HomeArtificial IntelligenceGoogle AI Weblog: Robotic See, Robotic Do

Google AI Weblog: Robotic See, Robotic Do

Folks be taught to do issues by watching others — from mimicking new dance strikes, to watching YouTube cooking movies. We’d like robots to do the identical, i.e., to be taught new expertise by watching folks do issues throughout coaching. Right now, nevertheless, the predominant paradigm for educating robots is to distant management them utilizing specialised {hardware} for teleoperation after which practice them to imitate pre-recorded demonstrations. This limits each who can present the demonstrations (programmers & roboticists) and the place they are often supplied (lab settings). If robots may as an alternative self-learn new duties by watching people, this functionality may permit them to be deployed in additional unstructured settings like the house, and make it dramatically simpler for anybody to show or talk with them, knowledgeable or in any other case. Maybe sooner or later, they may even have the ability to use Youtube movies to develop their assortment of expertise over time.

Our motivation is to have robots watch folks do duties, naturally with their palms, after which use that information as demonstrations for studying. Video by Teh Aik Hui and Nathaniel Lim. License: CC-BY

Nevertheless, an apparent however usually missed downside is {that a} robotic is bodily totally different from a human, which implies it usually completes duties otherwise than we do. For instance, within the pen manipulation job under, the hand can seize all of the pens collectively and rapidly switch them between containers, whereas the two-fingered gripper should transport separately. Prior analysis assumes that people and robots can do the identical job equally, which makes manually specifying one-to-one correspondences between human and robotic actions simple. However with stark variations in physique, defining such correspondences for seemingly simple duties may be surprisingly tough and generally not possible.

Bodily totally different end-effectors (i.e., “grippers”) (i.e., the half that interacts with the surroundings) induce totally different management methods when fixing the identical job. Left: The hand grabs all pens and rapidly transfers them between containers. Proper: The 2-fingered gripper transports one pen at a time.

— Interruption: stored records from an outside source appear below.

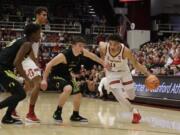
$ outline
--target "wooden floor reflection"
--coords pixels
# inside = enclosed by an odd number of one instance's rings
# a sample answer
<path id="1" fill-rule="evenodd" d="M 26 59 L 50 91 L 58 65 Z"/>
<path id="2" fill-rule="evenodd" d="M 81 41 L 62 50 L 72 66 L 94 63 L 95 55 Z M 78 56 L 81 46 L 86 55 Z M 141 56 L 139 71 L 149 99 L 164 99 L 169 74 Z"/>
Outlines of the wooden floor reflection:
<path id="1" fill-rule="evenodd" d="M 2 100 L 6 94 L 0 95 Z M 60 125 L 52 119 L 57 106 L 57 93 L 41 93 L 36 114 L 40 124 L 24 125 L 0 124 L 0 135 L 176 135 L 180 134 L 180 116 L 178 111 L 136 105 L 142 114 L 140 124 L 131 124 L 131 114 L 118 102 L 83 98 L 80 114 L 88 118 L 88 123 L 70 122 L 72 113 L 71 98 L 63 108 L 63 120 Z M 17 111 L 24 120 L 28 110 L 26 98 L 18 105 Z M 5 110 L 0 111 L 2 118 Z"/>

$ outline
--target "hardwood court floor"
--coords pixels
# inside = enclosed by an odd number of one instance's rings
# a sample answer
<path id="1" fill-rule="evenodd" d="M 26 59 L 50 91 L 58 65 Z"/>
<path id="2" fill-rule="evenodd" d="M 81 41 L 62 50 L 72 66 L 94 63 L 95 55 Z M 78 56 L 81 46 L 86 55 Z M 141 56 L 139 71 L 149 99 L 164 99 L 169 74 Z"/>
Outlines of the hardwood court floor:
<path id="1" fill-rule="evenodd" d="M 6 94 L 0 95 L 2 100 Z M 83 98 L 80 114 L 89 119 L 89 123 L 73 123 L 69 117 L 72 112 L 72 97 L 63 109 L 63 124 L 58 125 L 52 119 L 57 106 L 57 93 L 41 93 L 36 114 L 40 124 L 24 125 L 0 124 L 0 135 L 180 135 L 180 113 L 170 109 L 159 109 L 135 105 L 142 114 L 140 124 L 131 124 L 130 113 L 118 102 Z M 27 97 L 17 108 L 24 120 L 28 110 Z M 0 118 L 5 110 L 0 110 Z"/>

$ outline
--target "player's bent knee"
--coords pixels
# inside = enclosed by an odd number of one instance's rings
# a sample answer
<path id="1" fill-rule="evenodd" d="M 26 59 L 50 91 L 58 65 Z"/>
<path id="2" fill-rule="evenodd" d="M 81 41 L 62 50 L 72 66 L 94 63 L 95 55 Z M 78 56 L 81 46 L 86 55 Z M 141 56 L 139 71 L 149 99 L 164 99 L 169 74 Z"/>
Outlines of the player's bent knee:
<path id="1" fill-rule="evenodd" d="M 126 93 L 127 93 L 128 98 L 129 98 L 130 100 L 134 100 L 134 98 L 136 97 L 136 94 L 135 94 L 134 89 L 126 90 Z"/>
<path id="2" fill-rule="evenodd" d="M 63 92 L 67 93 L 67 94 L 71 94 L 72 93 L 72 86 L 71 85 L 67 85 L 64 87 Z"/>
<path id="3" fill-rule="evenodd" d="M 36 91 L 39 91 L 40 90 L 40 83 L 41 83 L 41 76 L 36 76 L 32 79 L 33 81 L 33 88 L 35 88 Z M 30 89 L 33 89 L 33 88 L 30 88 Z"/>
<path id="4" fill-rule="evenodd" d="M 33 83 L 34 84 L 40 84 L 41 83 L 41 76 L 36 76 L 36 77 L 34 77 L 33 79 L 32 79 L 32 81 L 33 81 Z"/>
<path id="5" fill-rule="evenodd" d="M 81 97 L 82 93 L 81 93 L 81 91 L 79 91 L 79 92 L 76 92 L 76 93 L 72 93 L 72 95 L 76 96 L 76 97 Z"/>
<path id="6" fill-rule="evenodd" d="M 129 99 L 130 100 L 134 100 L 135 99 L 135 95 L 129 95 Z"/>

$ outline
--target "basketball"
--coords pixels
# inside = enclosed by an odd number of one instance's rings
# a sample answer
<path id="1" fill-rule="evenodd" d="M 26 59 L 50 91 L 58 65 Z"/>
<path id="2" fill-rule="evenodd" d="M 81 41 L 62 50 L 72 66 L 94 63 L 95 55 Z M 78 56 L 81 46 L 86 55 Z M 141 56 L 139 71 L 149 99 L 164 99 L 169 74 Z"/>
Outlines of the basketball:
<path id="1" fill-rule="evenodd" d="M 145 86 L 149 91 L 155 90 L 159 85 L 160 81 L 155 75 L 150 75 L 145 79 Z"/>

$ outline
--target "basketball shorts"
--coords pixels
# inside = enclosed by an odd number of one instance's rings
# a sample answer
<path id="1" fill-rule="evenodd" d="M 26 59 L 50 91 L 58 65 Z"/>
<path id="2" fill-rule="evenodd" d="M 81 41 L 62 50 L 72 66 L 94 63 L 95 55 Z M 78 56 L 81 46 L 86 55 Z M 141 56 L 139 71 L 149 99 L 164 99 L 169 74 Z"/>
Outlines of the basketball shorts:
<path id="1" fill-rule="evenodd" d="M 134 89 L 134 81 L 129 71 L 106 73 L 108 89 L 123 87 L 124 90 Z"/>
<path id="2" fill-rule="evenodd" d="M 40 68 L 30 57 L 27 57 L 25 60 L 23 60 L 22 66 L 29 79 L 33 79 L 37 76 L 41 76 Z"/>
<path id="3" fill-rule="evenodd" d="M 48 90 L 55 90 L 62 93 L 64 87 L 67 85 L 71 85 L 73 88 L 71 95 L 81 93 L 81 90 L 76 80 L 69 81 L 59 76 L 49 76 L 48 78 Z"/>
<path id="4" fill-rule="evenodd" d="M 0 83 L 7 91 L 18 93 L 24 91 L 22 85 L 16 80 L 17 76 L 13 71 L 0 67 Z"/>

In “XIRL: Cross-Embodiment Inverse RL”, offered as an oral paper at CoRL 2021, we discover these challenges additional and introduce a self-supervised technique for Cross-embodiment Inverse Reinforcement Studying (XIRL). Reasonably than specializing in how particular person human actions ought to correspond to robotic actions, XIRL learns the high-level job goal from movies, and summarizes that information within the type of a reward perform that’s invariant to embodiment variations, equivalent to form, actions and end-effector dynamics. The realized rewards can then be used along with reinforcement studying to show the duty to brokers with new bodily embodiments by means of trial and error. Our strategy is common and scales autonomously with information — the extra embodiment range offered within the movies, the extra invariant and strong the reward features change into. Experiments present that our realized reward features result in considerably extra pattern environment friendly (roughly 2 to 4 occasions) reinforcement studying on new embodiments in comparison with different strategies. To increase and construct on our work, we’re releasing an accompanying open-source implementation of our technique together with X-MAGICAL, our new simulated benchmark for cross-embodiment imitation.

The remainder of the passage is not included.